I always try and satisfy my partner when having sex but I just don’t like it when he licks my privates. I thinks it’s dirty and not normal. Many men seem to think they have got the right to go down there between my legs and I don’t agree. It has caused many rows. I can’t understand it.  I thought licking a woman out was for her enjoyment so if I don’t enjoy it why are some men so insistent? Do men get a sexual kick out of it as well? I’d much rather go straight into proper fucking. Am I abnormal? Do most women like it?  What should I do?

 

Dear AH,

Cunnilingus (licking the vulva) is certainly not ‘dirty’ and it’s certainly not abnormal. Even back in Kinsey’s day (the 1940s/50s) over half of married couples sometimes did it and most women would probably like more of it, not less.

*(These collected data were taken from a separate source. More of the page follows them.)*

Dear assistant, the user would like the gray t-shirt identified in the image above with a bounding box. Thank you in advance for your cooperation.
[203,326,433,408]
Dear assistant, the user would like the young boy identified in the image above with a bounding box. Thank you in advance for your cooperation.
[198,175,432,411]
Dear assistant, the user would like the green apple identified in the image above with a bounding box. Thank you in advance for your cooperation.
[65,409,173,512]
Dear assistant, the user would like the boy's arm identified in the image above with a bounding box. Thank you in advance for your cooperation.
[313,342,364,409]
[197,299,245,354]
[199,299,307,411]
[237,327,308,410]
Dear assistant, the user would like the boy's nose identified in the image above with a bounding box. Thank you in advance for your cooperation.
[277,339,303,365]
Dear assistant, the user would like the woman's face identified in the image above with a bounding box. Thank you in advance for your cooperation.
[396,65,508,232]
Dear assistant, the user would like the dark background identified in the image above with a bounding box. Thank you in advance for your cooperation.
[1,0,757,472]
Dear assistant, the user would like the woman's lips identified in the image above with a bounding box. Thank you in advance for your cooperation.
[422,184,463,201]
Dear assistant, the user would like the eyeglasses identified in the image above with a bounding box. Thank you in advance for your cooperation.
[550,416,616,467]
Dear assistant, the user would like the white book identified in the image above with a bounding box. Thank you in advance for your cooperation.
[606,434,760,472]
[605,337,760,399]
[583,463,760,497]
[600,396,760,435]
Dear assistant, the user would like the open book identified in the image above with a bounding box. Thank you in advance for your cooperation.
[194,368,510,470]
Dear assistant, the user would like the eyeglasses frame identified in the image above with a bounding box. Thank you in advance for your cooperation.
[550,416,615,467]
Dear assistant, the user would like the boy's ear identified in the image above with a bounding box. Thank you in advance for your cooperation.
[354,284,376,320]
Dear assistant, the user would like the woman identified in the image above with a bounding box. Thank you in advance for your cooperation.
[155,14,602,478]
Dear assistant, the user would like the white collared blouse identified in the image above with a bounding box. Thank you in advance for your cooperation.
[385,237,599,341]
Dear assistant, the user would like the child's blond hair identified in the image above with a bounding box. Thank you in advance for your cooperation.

Adding something like whipped cream to the area is quite popular (see photo). Of course, it’s your body and you don’t have to be licked if you don’t want to be. Certainly there are plenty of men who feel, like you, that they’d rather get straight down to ‘proper fucking’. If you don’t already, I’d suggest you explore the possible sensations on your own, using your lubricated fingers on your vulva, and especially on your clitoris. If you can overcome your inhibitions I’m pretty certain you’ll enjoy everything about it.